Friday, August 30, 2019

Watermelon juice

Watermelon (Citrullus lanatus) is a member of the Cucurbitaceae family of gourds and is related to the cucumber, squash, and pumpkin. Watermelon flesh is ~91% water by weight.

Watermelon juice, as a beverage, is found almost exclusively as an over-the-counter drink made by hand from the pink flesh of the watermelon fruit. While, in some cultures such as those of Mexico and India, such watermelon drinks are popular, in the United States and elsewhere, watermelon juice drinks are rare, with commercially available packaged watermelon juice drinks virtually unknown.

Watermelon is rich in vitamin C, vitamin A, vitamin B, amino acid and also carotenoid lycopene.
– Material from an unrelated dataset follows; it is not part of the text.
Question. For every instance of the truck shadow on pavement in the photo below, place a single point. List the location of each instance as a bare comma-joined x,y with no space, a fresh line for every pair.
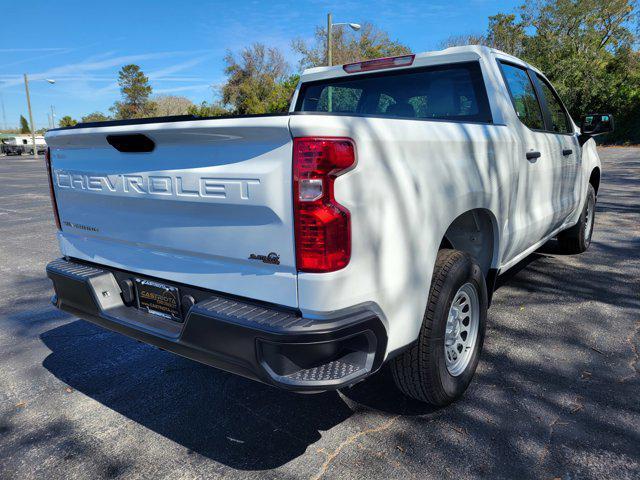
557,397
237,422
The red flesh of watermelon contains some vitamin A. Watermelon is rich in vitamin B that is primarily responsible for the production of energy in human body. Hence, consuming watermelon can boost the energy levels.

Citrulline and arginine are amino acids found in watermelon and are major components of the human nitrous oxide system and help regulate many biochemical processes. Citrulline lacks biological importance on its own but is transformed by the human body into arginine. Arginine is used in the nitric oxide pathway to help in vasodilatation and overall cardiovascular health.

Watermelons are also a good source of vitamin C with a cup (8 oz) of watermelon juice containing 20% of the daily value for vitamin C, which is an essential nutrient for humans because it aids in the synthesis of collagen in addition to protecting against oxidative damage.

The juice is believed to possess diuretic properties as it contains β-carotene pigments like lycopene, and potassium, in fair amounts.